3.3.2 Model Conversion

Before runing infernence, users need to export a MindIR file from the trained checkpoint. MindSpore IR (MindIR) is a function-style IR based on graph representation. The MindIR filew stores the model structure and weight parameters needed for inference.

Given the trained dbnet checkpoint file, user can use the following commands to export MindIR:

python tools/export.py --model_name_or_config dbnet_resnet50 --data_shape 736 1280 --local_ckpt_path /path/to/local_ckpt.ckpt
# or
python tools/export.py --model_name_or_config configs/det/dbnet/db_r50_icdar15.yaml --data_shape 736 1280 --local_ckpt_path /path/to/local_ckpt.ckpt

The data_shape is the model input shape of height and width for MindIR file. It may change when the model is changed.
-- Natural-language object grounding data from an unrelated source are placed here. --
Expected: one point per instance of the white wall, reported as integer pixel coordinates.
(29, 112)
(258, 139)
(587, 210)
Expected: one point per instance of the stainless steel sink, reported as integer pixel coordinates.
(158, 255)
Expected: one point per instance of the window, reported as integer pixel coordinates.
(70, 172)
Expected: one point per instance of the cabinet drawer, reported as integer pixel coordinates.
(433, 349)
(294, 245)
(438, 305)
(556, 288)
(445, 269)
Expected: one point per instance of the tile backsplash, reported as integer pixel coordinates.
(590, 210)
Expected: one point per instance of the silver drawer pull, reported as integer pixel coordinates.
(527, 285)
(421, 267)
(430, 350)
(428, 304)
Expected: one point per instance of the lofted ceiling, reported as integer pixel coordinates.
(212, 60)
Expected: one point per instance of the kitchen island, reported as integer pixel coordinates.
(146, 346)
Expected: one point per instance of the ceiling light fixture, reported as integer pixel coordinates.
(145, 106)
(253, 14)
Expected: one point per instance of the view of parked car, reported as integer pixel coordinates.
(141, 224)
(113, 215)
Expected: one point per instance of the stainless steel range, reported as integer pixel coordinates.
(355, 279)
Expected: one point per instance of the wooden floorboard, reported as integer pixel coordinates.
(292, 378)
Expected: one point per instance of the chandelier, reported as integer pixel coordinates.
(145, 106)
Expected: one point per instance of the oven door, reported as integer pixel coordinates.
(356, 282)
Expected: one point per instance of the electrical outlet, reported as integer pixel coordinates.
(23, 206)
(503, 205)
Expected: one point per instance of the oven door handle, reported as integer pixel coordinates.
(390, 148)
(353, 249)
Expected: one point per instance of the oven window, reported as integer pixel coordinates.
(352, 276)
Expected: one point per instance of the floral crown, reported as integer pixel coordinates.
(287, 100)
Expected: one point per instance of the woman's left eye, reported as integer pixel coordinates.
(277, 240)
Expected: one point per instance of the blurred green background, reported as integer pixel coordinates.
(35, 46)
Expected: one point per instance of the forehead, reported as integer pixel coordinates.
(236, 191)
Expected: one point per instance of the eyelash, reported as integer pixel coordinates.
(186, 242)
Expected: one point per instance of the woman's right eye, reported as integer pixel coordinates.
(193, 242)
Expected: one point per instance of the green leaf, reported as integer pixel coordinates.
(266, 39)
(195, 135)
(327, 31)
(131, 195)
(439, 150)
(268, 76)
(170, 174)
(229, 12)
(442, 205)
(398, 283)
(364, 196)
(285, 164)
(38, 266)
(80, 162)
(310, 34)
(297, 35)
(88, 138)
Please refer to the Conversion Tutorial for more details about model conversion.

3.3.3 Inference (Python)

After model conversion, the output.mindir is obtained. Users can go to the deploy/py_infer directory, and use the following command for inference:

python infer.py \
    --input_images_dir=/your_path_to/test_images \
    --device=Ascend \
    --device_id=0 \
    --det_model_path=your_path_to/output.mindir \
    --det_model_name_or_config=../../configs/det/dbnet/db_r50_icdar15.yaml \
    --backend=lite \
    --res_save_dir=results_dir

Please refer to the Inference Tutorials chapter 4.1 Command example on more examples of inference commands.